An individual alleging ineffective assistance of counsel must demonstrate that counsel's representation fell below an objective standard of reasonableness and that counsel's deficient performance caused the individual prejudice. See Strickland, 466 U.S. at 687, 691-96; see also Frye, 132 S. Ct. at 1409-10; Lafler, 132 S. Ct. at 1384-85; Hill, 474 U.S. at 57-58; Bell v. Jarvis, 236 F.3d 149, 164 (4th Cir. 2000) (en banc). When determining whether counsel's representation was objectively unreasonable, a court must be "highly deferential" to counsel's performance and must attempt to "eliminate the distorting effects of hindsight." Strickland, 466 U.S. at 689. Therefore, the "court must indulge a strong presumption that counsel's conduct falls within the wide range of reasonable professional assistance." Id. A party also must show that counsel's deficient performance prejudiced the party. See id. at 691-96. A party does so by showing that there is a "reasonable probability" that, but for the deficiency, "the result of the proceeding would have been different." Id. at 694.

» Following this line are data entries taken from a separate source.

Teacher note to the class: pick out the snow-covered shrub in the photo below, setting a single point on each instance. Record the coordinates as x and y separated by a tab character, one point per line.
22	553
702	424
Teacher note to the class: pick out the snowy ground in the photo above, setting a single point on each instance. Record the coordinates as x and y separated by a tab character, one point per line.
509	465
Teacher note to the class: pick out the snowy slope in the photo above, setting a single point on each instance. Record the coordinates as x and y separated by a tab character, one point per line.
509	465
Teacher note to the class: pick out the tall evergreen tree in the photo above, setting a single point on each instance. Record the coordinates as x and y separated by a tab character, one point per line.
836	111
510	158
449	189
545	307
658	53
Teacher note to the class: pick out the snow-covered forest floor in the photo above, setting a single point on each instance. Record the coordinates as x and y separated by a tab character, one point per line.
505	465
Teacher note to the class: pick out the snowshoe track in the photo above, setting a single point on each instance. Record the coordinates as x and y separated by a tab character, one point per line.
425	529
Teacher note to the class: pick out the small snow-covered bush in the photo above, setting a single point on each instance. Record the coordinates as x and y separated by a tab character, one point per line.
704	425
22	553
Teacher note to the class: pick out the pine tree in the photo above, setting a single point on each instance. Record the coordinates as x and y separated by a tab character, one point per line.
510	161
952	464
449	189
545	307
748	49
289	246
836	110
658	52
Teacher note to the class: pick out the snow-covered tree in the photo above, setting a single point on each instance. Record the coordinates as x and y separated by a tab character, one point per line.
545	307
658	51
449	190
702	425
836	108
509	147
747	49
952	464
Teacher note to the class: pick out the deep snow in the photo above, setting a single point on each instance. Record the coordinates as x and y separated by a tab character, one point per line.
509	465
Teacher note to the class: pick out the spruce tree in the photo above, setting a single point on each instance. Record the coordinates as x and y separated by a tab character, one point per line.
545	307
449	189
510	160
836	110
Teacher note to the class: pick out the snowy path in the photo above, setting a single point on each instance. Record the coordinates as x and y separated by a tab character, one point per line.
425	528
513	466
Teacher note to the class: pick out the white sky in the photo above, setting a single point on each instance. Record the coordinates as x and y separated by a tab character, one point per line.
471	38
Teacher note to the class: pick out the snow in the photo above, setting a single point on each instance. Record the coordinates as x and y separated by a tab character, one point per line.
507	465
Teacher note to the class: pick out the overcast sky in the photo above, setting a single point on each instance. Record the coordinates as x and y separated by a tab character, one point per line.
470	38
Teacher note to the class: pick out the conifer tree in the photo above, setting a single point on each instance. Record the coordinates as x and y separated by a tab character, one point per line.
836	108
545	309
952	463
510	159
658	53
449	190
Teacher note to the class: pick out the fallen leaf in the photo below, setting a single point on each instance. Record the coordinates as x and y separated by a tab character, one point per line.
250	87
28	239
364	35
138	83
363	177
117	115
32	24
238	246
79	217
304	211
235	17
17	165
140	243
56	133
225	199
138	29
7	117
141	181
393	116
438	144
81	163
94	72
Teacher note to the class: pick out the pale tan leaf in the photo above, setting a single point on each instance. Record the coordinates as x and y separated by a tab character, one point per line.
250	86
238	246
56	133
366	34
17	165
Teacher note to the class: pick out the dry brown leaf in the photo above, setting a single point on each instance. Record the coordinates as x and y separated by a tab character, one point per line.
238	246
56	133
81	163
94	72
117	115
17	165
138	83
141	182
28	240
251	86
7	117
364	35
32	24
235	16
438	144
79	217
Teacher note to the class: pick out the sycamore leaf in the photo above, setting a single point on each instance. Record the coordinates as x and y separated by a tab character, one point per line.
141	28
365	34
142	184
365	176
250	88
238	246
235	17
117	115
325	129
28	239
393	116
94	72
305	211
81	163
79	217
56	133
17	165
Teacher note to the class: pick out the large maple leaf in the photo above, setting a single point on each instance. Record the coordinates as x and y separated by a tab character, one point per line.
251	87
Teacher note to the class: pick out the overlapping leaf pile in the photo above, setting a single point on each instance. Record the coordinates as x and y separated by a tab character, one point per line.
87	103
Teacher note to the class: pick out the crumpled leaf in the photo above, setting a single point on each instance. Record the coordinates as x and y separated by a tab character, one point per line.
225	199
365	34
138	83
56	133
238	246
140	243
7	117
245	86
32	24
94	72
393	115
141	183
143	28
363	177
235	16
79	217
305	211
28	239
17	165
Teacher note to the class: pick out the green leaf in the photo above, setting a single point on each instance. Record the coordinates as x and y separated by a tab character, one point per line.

"A court hearing an ineffectiveness claim must consider the totality of the evidence before the judge or jury." Id. at 695. When analyzing an ineffective assistance of counsel claim on a section 2255 motion, a court may rely on its own familiarity with the case. See Blackledge, 431 U.S. at 74 n.4; United States v. Dyess, 730 F.3d 354, 359 (4th Cir. 2013).
The record demonstrated that McDaniel's counsel discussed the superseding indictment with him before he pleaded guilty to count four and that McDaniel was fully satisfied with his lawyer's legal services. See Rule 11 Tr. 3-10. The record also demonstrates that the court discussed the superseding indictment with McDaniel at his Rule 11 hearing, including a discussion of count four. See id. 3-10, 13-17. Furthermore, no evidence in the sentencing transcript suggests that McDaniel first learned about the superseding indictment on the day of sentencing. See Sentencing Tr. 2-31. McDaniel's sworn statements at his Rule 11 hearing and sentencing hearing are binding on him and doom his claim that his counsel did not tell him about the superseding indictment until the day of his sentencing hearing. See, e.g., Blackledge, 431 U.S. at 74 n.4; Moussaoui, 591 F.3d at 299-300; LeMaster, 403 F.3d at 221-23.
After reviewing the claims presented in McDaniel's motion, the court finds that reasonable jurists would not find the court's treatment of McDaniel's claims debatable or wrong and that none of the claims deserve encouragement to proceed any further. Accordingly, the court denies a certificate of appealability. See 28 U.S.C. § 2253(c); Miller-El v. Cockrell, 537 U.S. 322, 336-38 (2003); Slack v. McDaniel, 529 U.S. 473, 484 (2000).
II.
In sum, the court GRANTS the government's motion to dismiss [D.E. 96], DISMISSES McDaniel's section 2255 motions [D.E. 86, 90], DENIES McDaniel's motion for immediate release [D.E. 99], and DENIES a certificate of appealability
SO ORDERED. This 10 day of February 2016.